DICTIONNAIRE DES AUTEURS
BRUNNER (JOHN). – Né en 1934, Brunner a été un des auteurs les plus précoces de la science-fiction anglaise, vendant son premier roman à dix-sept ans à un éditeur de son pays, et sa première nouvelle à Astounding à dix-huit ans. Depuis lors, il s’est consacré à une carrière littéraire, bien qu’ayant exprimé à plusieurs reprises son amertume devant les difficultés que rencontre celui qui a décidé de ne vivre que de sa plume. Après avoir écrit plusieurs romans qui se rattachent plus ou moins au genre du space-opera, il s’est surtout consacré à des récits où ses préoccupations psychologiques et sociales se fondent sur des extrapolations de caractères actuellement discernables de nos collectivités.
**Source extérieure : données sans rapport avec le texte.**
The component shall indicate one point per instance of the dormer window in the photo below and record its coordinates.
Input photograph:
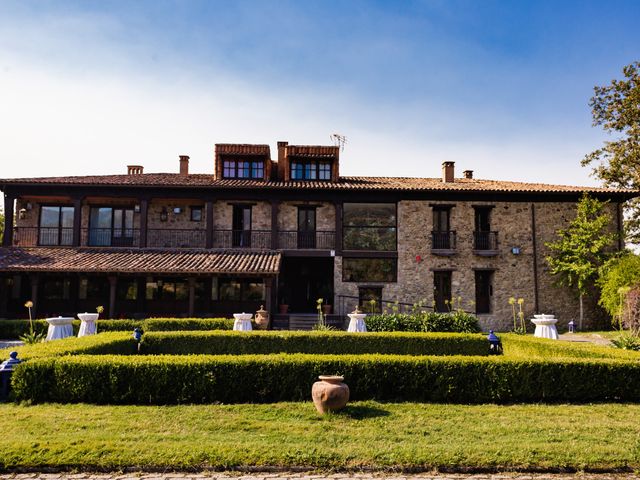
(310, 170)
(253, 169)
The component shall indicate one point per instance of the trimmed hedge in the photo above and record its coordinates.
(456, 321)
(275, 378)
(174, 324)
(321, 342)
(12, 329)
(110, 343)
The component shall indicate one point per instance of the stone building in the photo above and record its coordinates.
(283, 233)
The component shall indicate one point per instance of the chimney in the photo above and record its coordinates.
(184, 164)
(447, 172)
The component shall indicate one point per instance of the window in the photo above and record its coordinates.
(56, 225)
(240, 290)
(243, 169)
(196, 214)
(310, 170)
(369, 269)
(370, 299)
(369, 226)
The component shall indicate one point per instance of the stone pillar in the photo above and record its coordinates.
(209, 223)
(274, 224)
(192, 296)
(113, 283)
(9, 201)
(35, 282)
(338, 247)
(144, 211)
(77, 221)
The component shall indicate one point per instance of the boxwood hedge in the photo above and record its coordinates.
(143, 379)
(321, 342)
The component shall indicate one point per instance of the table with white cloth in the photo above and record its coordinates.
(242, 321)
(356, 322)
(59, 327)
(87, 324)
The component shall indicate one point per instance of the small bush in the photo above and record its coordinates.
(174, 324)
(316, 342)
(456, 321)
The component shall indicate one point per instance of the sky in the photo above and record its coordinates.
(499, 87)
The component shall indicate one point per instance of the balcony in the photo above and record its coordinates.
(485, 243)
(172, 238)
(443, 242)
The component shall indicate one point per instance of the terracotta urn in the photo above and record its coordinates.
(329, 394)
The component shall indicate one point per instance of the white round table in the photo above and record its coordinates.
(356, 322)
(545, 326)
(88, 324)
(242, 321)
(59, 327)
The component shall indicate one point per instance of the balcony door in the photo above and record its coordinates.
(111, 227)
(241, 233)
(306, 227)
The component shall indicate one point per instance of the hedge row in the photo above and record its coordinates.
(15, 328)
(456, 321)
(321, 342)
(240, 379)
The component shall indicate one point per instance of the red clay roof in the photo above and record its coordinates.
(101, 260)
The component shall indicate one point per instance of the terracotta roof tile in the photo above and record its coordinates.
(345, 183)
(101, 260)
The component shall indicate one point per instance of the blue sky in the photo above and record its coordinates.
(499, 87)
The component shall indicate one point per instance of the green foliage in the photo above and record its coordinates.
(456, 321)
(615, 109)
(618, 273)
(174, 324)
(315, 342)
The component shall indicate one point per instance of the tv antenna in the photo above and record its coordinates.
(338, 140)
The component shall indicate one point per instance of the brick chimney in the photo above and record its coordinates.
(184, 164)
(448, 172)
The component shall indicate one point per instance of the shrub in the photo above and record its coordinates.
(173, 324)
(273, 378)
(456, 321)
(316, 342)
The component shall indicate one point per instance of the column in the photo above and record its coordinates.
(192, 296)
(209, 223)
(144, 210)
(9, 201)
(274, 224)
(77, 221)
(338, 247)
(113, 283)
(35, 281)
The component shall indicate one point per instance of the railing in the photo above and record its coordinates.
(485, 241)
(443, 240)
(316, 239)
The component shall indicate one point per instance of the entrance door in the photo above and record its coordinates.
(306, 227)
(483, 291)
(442, 291)
(241, 234)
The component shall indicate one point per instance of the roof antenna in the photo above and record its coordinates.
(338, 140)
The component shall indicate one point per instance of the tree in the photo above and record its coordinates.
(582, 248)
(616, 108)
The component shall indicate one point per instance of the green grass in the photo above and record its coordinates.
(366, 435)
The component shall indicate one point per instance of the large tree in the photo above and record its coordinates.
(616, 108)
(582, 248)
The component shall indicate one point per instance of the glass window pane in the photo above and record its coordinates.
(369, 269)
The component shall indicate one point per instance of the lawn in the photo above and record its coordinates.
(366, 435)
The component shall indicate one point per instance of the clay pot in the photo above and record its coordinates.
(329, 394)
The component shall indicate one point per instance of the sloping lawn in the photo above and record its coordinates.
(367, 435)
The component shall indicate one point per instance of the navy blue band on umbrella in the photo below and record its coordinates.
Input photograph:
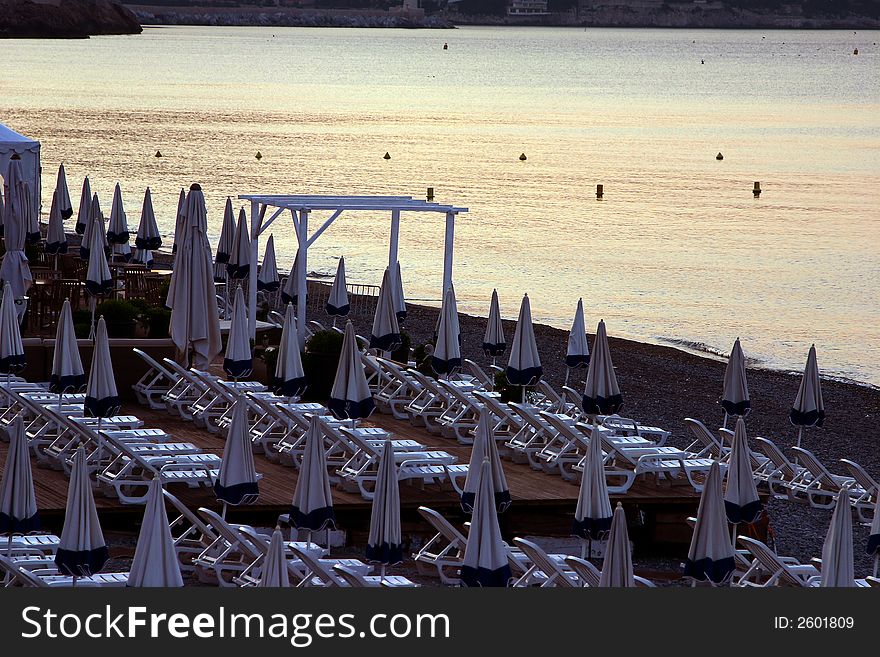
(739, 408)
(105, 407)
(602, 405)
(12, 525)
(385, 342)
(471, 576)
(494, 350)
(717, 572)
(346, 409)
(244, 493)
(578, 360)
(238, 368)
(81, 563)
(315, 520)
(387, 553)
(813, 418)
(528, 376)
(595, 529)
(337, 311)
(502, 501)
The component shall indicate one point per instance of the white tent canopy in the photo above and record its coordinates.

Il s’attache en général à montrer au lecteur l’ensemble des forces en jeu dans les collectivités qu’il décrit. Pour cela, il recourt soit à une multiplication des points de vue narratifs, soit à une édification particulièrement méticuleuse des décors. Il fait rarement la leçon, et ne cherche pas à transmettre un message unique. La part du pessimisme et de l’optimisme, dans sa vision, peut varier d’un récit au suivant. En 1964-65, il fit paraître The whole man et The squares of the city (La ville est un échiquier), qui marquent un tournant définitif dans sa carrière. Le premier roman présente un télépathe contrefait qui réussit à s’assumer progressivement, tandis que le second met en scène deux hommes politiques d’Amérique latine qui règlent leurs comptes à travers une partie d’échecs dont les coups se répercutent, grâce à des techniques de perception subliminale, sur le destin de leurs partisans respectifs auxquels ils ont attribué le rôle des pièces et des pions. Stand on Zanzibar (1968, Tous à Zanzibar) présente un sombre avenir où la Terre est surpeuplée jusqu’à l’étouffement, en utilisant des techniques narratives empruntées à John Dos Passos. The jagged orbit (1969, L’orbite déchiquetée) considère les interactions entre des complexes industriels, commerciaux et autres dans un avenir où la violence publique est devenue courante. Des raisons de santé ont contraint John Brunner à ralentir son activité après 1975.
CHARNOCK (GRAHAM). – Cette signature est apparue un petit nombre de fois depuis 1969, d’abord en Angleterre, puis aux États-Unis, dans quelques revues et recueils de récits.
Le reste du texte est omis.